Penilaian mengelompokkan kemungkinan penjelasan ke dalam lima kelompok besar:
- Gangguan di udara.
- Fenomena atmosfer alami.
- Program pengembangan pemerintah atau industri AS.
- Sistem lawan asing.
- Fenomena lain yang belum terselesaikan.
Laporan menyimpulkan bahwa pendanaan tambahan, pengumpulan data yang lebih baik, dan koordinasi antarlembaga yang lebih besar diperlukan untuk memahami laporan di masa depan.
Tanggapan Publik dan Pemerintah
Penilaian Pendahuluan mendapat liputan media internasional luas dan secara luas dipandang sebagai pengakuan bersejarah bahwa pemerintah AS menganggap UAP sebagai isu intelijen yang sah.
Anggota Kongres dari kedua partai politik menyerukan investigasi tambahan, sistem pelaporan yang lebih baik, dan pembaruan publik secara rutin.
Laporan juga mempercepat reformasi kelembagaan di Departemen Pertahanan yang pada akhirnya akan menggantikan UAP Task Force dengan organisasi investigasi baru.
Walaupun laporan memberikan sedikit kesimpulan definitif, laporan itu menunjukkan kesediaan badan intelijen untuk secara terbuka mengakui ketidakpastian mengenai banyak insiden yang dilaporkan.
Signifikansi Historis
Penilaian Pendahuluan ODNI dianggap sebagai salah satu dokumen penentu era modern pengungkapan UAP.
Signifikansinya meliputi:
- Penilaian intelijen publik pertama mengenai UAP dalam beberapa dekade.
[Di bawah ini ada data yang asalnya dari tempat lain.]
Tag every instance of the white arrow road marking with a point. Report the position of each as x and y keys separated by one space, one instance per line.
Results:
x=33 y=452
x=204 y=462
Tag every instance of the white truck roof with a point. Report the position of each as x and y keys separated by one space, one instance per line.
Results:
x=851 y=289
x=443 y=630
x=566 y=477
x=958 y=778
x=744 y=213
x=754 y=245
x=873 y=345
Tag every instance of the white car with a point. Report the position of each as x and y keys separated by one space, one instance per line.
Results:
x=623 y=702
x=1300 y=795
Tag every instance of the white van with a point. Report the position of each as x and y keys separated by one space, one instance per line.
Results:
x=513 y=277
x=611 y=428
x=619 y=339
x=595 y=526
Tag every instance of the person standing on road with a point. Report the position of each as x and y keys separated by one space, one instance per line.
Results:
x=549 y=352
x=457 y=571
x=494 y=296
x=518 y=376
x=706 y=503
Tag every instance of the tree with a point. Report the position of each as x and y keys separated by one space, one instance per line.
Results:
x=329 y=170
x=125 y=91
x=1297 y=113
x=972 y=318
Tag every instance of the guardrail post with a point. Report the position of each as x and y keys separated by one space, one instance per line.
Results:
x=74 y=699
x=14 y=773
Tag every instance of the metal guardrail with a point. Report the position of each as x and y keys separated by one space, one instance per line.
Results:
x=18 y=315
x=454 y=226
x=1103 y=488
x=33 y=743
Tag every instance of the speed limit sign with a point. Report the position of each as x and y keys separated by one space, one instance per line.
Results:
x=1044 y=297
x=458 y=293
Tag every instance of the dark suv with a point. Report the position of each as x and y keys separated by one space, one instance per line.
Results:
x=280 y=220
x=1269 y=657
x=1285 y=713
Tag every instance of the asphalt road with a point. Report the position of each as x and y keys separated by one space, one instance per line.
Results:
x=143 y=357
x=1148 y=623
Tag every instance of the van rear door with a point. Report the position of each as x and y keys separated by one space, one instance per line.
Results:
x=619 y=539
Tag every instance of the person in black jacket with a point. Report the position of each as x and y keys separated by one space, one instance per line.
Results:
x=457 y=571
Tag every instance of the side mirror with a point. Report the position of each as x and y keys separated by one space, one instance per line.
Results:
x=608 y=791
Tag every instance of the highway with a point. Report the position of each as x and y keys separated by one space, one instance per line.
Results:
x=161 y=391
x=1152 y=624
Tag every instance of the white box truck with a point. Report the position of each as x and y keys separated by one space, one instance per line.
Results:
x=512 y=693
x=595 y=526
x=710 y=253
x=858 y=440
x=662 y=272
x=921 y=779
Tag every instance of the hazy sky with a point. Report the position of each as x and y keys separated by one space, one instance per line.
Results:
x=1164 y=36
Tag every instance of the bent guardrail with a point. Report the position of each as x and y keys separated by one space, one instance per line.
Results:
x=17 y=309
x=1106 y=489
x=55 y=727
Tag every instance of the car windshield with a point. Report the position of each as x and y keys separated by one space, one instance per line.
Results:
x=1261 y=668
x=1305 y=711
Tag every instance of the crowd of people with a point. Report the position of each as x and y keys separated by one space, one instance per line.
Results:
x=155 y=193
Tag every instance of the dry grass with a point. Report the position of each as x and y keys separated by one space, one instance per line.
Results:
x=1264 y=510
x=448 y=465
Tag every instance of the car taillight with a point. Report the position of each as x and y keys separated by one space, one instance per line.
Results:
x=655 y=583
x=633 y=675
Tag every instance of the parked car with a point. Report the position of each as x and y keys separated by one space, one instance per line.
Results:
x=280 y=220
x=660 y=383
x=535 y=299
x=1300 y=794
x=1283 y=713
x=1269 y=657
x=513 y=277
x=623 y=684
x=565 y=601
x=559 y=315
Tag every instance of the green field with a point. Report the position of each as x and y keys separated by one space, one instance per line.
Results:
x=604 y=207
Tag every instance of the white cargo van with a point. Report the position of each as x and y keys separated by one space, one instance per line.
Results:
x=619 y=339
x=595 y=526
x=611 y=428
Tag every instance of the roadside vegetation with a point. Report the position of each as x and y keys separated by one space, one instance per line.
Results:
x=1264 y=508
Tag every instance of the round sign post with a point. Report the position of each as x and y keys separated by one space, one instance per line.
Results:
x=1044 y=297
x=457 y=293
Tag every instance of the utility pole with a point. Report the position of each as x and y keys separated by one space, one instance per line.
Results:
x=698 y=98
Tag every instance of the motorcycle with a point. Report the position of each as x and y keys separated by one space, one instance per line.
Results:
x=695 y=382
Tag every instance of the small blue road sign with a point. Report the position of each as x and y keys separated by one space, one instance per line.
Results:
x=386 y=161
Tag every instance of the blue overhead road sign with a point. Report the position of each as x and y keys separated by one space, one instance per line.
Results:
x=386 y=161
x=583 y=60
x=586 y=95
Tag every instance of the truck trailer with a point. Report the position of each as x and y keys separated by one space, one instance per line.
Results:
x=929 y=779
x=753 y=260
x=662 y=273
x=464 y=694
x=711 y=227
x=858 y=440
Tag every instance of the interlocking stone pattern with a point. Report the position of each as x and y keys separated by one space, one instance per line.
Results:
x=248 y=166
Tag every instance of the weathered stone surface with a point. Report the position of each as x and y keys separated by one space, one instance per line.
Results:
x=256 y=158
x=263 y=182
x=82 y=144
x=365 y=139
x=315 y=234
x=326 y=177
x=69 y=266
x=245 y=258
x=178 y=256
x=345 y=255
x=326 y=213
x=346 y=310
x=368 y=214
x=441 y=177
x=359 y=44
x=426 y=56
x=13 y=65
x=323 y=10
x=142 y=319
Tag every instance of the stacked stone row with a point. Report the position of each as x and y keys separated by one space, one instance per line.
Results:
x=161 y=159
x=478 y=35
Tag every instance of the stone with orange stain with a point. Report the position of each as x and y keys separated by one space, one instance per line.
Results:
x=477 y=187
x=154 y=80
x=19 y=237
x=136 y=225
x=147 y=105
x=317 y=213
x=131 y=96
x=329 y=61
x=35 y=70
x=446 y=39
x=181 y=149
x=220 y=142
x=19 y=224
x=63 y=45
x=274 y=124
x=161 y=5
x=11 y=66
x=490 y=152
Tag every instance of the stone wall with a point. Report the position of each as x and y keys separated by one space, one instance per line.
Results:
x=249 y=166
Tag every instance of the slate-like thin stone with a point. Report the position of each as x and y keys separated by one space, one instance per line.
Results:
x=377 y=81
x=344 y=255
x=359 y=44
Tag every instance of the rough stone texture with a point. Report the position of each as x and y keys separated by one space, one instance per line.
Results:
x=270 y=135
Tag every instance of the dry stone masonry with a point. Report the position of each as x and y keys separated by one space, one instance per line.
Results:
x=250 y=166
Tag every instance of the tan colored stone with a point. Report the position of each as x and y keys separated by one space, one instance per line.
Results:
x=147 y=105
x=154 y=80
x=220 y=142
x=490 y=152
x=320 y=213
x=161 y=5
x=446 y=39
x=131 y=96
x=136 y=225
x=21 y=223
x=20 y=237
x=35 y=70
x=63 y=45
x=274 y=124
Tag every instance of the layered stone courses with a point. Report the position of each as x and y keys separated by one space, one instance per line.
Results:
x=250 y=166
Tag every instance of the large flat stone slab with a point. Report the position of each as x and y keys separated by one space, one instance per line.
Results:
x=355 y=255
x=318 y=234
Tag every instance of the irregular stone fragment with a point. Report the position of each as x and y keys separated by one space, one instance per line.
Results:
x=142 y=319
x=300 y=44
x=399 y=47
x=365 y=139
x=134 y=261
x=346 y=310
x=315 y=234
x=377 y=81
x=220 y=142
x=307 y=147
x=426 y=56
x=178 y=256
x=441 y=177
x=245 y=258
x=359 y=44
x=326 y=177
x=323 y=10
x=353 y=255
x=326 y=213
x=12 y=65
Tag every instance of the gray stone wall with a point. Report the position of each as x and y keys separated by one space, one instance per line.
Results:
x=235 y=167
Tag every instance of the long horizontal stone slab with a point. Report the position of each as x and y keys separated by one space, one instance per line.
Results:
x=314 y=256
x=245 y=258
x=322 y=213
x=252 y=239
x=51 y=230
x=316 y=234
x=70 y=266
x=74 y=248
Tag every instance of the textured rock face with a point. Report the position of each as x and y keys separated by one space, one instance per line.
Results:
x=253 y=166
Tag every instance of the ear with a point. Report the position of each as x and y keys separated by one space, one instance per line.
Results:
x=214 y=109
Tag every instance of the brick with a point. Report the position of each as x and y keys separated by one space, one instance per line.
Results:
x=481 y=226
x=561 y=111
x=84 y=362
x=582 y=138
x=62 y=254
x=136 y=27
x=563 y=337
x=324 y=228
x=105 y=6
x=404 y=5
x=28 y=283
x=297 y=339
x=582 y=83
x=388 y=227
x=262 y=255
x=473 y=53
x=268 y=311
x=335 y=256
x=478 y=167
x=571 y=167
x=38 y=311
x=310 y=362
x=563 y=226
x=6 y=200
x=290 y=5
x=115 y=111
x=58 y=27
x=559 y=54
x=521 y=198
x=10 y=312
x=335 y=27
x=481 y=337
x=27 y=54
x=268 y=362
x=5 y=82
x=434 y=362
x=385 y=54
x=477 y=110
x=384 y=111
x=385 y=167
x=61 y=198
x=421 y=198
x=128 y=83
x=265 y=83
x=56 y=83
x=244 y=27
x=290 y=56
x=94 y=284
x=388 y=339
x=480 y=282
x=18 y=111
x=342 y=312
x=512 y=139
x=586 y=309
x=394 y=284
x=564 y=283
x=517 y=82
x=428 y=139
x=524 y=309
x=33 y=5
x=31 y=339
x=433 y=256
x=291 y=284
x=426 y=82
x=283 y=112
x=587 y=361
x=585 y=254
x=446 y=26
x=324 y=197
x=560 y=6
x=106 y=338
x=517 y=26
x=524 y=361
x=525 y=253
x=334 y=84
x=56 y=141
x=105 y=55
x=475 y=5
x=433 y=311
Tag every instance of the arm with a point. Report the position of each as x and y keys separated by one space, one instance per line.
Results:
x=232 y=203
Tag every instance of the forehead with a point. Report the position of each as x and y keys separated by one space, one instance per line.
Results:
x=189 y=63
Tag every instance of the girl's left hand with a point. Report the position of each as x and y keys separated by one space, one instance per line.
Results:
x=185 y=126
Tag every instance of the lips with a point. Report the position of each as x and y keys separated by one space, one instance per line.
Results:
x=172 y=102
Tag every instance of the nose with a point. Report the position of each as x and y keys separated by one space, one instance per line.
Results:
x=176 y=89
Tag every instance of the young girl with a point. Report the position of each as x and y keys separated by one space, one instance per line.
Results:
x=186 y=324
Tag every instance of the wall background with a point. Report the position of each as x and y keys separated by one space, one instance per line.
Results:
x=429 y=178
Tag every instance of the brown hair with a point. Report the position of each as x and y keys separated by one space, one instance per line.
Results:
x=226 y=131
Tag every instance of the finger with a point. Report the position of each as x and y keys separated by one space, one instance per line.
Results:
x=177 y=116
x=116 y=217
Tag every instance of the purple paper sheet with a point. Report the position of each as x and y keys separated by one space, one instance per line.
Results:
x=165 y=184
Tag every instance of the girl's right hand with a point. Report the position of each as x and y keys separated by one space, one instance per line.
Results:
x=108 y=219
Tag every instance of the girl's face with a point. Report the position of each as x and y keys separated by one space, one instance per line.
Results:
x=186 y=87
- Pengakuan resmi bahwa sebagian besar kasus UAP militer tetap belum terjelaskan.
- Pengakuan UAP sebagai potensi isu keamanan nasional.
- Meningkatnya pengawasan Kongres terhadap investigasi UAP.
- Landasan bagi organisasi pemerintah berikutnya, termasuk AOIMSG dan AARO.
Berbeda dari kajian pemerintah sebelumnya, laporan tersebut terutama berfokus pada keselamatan penerbangan, pengumpulan intelijen, dan keamanan nasional, bukan mencoba menentukan asal akhir fenomena yang dilaporkan.